The twelve nations that were active during the 1957–58 IGY signed the Antarctic Treaty; their flags fly around the ceremonial pole at the Amundsen-Scott South Pole station.

There was also a political outcome to the collaborative work of the IGY. The Antarctic Treaty, written in 1959 and ratified in 1961, states, among other things, that information has to be shared openly among researchers; that science done in Antarctic is for peaceful, noncommercial uses; and that no weapons development or testing can take place there. The Treaty also forbids mineral extraction of any kind and protects the terrestrial ecosystem of Antarctica, which makes it a much different place than the Arctic.

The IPY 2007-08 logo.

The current IPY is, technically, not a year, it’s two (March 2007–March 2009); the two years allow for two full field seasons at both poles. Like its predecessors, this IPY is also a major international, interdisciplinary scientific effort targeted at better understanding the polar regions. Thousands of scientists from over sixty countries, working on over two hundred research projects, are using state-of-the-art tools and techniques to conduct biological, physical, and social research. The goal of this IPY is to explore new frontiers in polar science, improve our understanding of the pivotal role of the polar regions in global processes, and educate the public about the Arctic and Antarctica (that’s where this Web site fits in). Its organizers also hope that this IPY will attract the next generation of scientists and engineers to the poles.

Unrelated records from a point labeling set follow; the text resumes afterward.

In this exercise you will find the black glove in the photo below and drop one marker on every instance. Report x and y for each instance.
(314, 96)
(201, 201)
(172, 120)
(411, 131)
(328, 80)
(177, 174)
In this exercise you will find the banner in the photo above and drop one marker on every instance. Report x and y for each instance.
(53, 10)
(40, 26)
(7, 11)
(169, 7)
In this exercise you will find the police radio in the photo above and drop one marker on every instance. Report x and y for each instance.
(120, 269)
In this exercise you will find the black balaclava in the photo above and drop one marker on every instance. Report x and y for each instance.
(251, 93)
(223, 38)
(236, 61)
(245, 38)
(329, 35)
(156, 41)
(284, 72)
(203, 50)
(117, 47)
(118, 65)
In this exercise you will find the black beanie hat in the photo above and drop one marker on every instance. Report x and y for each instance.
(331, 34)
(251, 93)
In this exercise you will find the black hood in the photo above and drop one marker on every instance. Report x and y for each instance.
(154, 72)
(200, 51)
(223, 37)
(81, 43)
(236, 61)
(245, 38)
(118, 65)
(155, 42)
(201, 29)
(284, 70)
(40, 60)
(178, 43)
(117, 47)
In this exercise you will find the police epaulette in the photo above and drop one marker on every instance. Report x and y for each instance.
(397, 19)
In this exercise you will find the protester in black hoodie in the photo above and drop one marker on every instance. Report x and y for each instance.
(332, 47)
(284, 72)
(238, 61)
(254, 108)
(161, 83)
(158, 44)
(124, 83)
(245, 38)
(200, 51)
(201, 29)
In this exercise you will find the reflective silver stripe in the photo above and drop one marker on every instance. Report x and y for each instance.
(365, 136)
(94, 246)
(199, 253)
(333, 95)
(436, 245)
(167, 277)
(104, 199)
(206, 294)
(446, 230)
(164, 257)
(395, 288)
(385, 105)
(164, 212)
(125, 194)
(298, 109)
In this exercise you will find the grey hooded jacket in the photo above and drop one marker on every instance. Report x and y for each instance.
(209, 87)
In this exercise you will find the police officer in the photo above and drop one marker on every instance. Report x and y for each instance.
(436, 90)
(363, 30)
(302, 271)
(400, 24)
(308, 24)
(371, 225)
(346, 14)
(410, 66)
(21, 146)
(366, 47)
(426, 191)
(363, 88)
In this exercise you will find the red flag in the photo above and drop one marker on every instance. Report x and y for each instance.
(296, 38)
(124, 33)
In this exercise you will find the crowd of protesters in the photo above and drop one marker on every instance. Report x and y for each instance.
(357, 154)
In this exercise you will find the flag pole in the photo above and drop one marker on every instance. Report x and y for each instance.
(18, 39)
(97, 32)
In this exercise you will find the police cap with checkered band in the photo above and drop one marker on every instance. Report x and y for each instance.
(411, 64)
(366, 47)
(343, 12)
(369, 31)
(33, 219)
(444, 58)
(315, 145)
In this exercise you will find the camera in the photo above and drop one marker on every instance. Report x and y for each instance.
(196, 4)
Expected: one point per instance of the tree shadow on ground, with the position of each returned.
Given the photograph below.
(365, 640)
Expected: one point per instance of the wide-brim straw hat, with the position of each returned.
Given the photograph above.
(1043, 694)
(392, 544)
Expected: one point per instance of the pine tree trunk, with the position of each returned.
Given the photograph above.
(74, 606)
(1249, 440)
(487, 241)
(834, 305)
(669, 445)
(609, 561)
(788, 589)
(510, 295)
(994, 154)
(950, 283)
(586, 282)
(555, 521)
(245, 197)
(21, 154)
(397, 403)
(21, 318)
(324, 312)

The entire worldwide effort is overseen by the International Council for Science (ICSU), and the World Meteorological Organization (WMO).

It’s hard to know what breakthroughs will come from recent data collected, but this IPY has already taken a different kind of leap forward. During the 1957–58 IGY, the majority of countries, including the United States, didn’t allow women to work on The Ice. Now, women account for almost half of all IPY scientists, and many are project leaders. (To learn more about women and the Ice, click here.)

Researchers install GPS devices for POLENET, one of the many IPY 2007-08 projects led by women.